The correct data for precise planning of maintenance slots

An accurate assessment could be made about when the next maintenance should occur to prevent a complete breakdown based on the data collected. Different local conditions, such as humidity, climate, etc., can – and must – be considered for such an assessment.

Instead of waiting for failure, which often forces companies to act in the most adverse situations, proactive maintenance planning – based on experience and factual data – can save the customer lot of effort and costs while increasing customer satisfaction for our company providing the service.

 

Forecasts in real time

The collected customer-specific data allows a precise and, above all, real-time forecast of recommended maintenance slots. Based on this, an accurate assumption can be made about when and for which machine the next maintenance should take place. Suppliers can now proactively inform their customers about this service and offer them the opportunity to book a time window for online maintenance with just one click.
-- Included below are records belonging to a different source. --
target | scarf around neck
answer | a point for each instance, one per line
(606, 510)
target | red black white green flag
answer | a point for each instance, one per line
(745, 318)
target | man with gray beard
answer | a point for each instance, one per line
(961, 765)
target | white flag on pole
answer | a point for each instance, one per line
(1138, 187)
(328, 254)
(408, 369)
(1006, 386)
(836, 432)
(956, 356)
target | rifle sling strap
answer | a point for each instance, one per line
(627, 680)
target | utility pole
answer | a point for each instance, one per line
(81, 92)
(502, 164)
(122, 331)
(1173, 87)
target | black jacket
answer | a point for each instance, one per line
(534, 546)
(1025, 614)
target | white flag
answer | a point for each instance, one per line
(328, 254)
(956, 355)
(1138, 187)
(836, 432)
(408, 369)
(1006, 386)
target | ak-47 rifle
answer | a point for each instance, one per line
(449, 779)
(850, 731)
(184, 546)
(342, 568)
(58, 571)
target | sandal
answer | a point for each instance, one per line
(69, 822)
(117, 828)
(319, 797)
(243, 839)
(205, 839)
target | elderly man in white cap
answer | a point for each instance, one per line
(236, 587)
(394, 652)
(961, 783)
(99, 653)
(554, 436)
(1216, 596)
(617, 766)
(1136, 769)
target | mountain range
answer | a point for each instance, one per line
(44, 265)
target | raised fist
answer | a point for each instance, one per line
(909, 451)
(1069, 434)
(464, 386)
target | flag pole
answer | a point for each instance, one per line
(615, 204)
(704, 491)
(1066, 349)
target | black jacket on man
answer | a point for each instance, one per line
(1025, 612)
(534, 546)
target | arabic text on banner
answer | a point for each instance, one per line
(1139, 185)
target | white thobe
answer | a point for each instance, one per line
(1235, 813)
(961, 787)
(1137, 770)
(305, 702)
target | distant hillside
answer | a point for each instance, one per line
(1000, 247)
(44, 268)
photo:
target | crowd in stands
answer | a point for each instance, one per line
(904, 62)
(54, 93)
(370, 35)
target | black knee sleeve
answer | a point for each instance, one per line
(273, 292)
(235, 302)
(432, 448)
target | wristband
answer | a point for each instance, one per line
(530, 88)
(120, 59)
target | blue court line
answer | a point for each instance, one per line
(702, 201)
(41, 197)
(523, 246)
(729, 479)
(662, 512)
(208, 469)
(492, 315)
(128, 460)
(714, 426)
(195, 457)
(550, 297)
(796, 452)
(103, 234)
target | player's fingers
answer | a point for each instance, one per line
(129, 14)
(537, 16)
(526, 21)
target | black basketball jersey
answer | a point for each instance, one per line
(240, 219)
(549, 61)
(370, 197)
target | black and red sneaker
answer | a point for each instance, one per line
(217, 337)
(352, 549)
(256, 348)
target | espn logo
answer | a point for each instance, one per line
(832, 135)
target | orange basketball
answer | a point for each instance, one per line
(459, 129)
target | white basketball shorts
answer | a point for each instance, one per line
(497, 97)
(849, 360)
For a company reliant on the machines, this has the advantage of being able to plan maintenance work and reducing emergency calls to service technicians. This also has a significant impact on a company's cost structure.

 

Focus on customer orientation

The fact that the customer perceives this proactive information as a service, thereby strengthening all involved parties' relationships, is a side effect that should not be underestimated. A study by inContact showed that consumers react to a proactive service in a very positive manner. Specifically, 87% of respondents said they would even be happy to contact them for customer service requirements proactively. According to inContact, this shows that customer expectations are not only fulfilled but exceeded. Customer relationships can be sustainably strengthened, and new ones created. Furthermore, customers can become potential advocates of a business if proactive services inspire them.

 

Digitally learned

The first step for an industrial enterprise in the digital transformation sphere is to analyze which existing and potentially future data can be used to create a new, non-disruptive service. This service must be designed to be consistently supported digitally end-to-end.

According to a World Economic Forum and consulting firm Accenture study, predictive maintenance can reduce unplanned machine failures by up to 70%. The US Department of Energy (DEO) even estimates up to 75% fewer outages.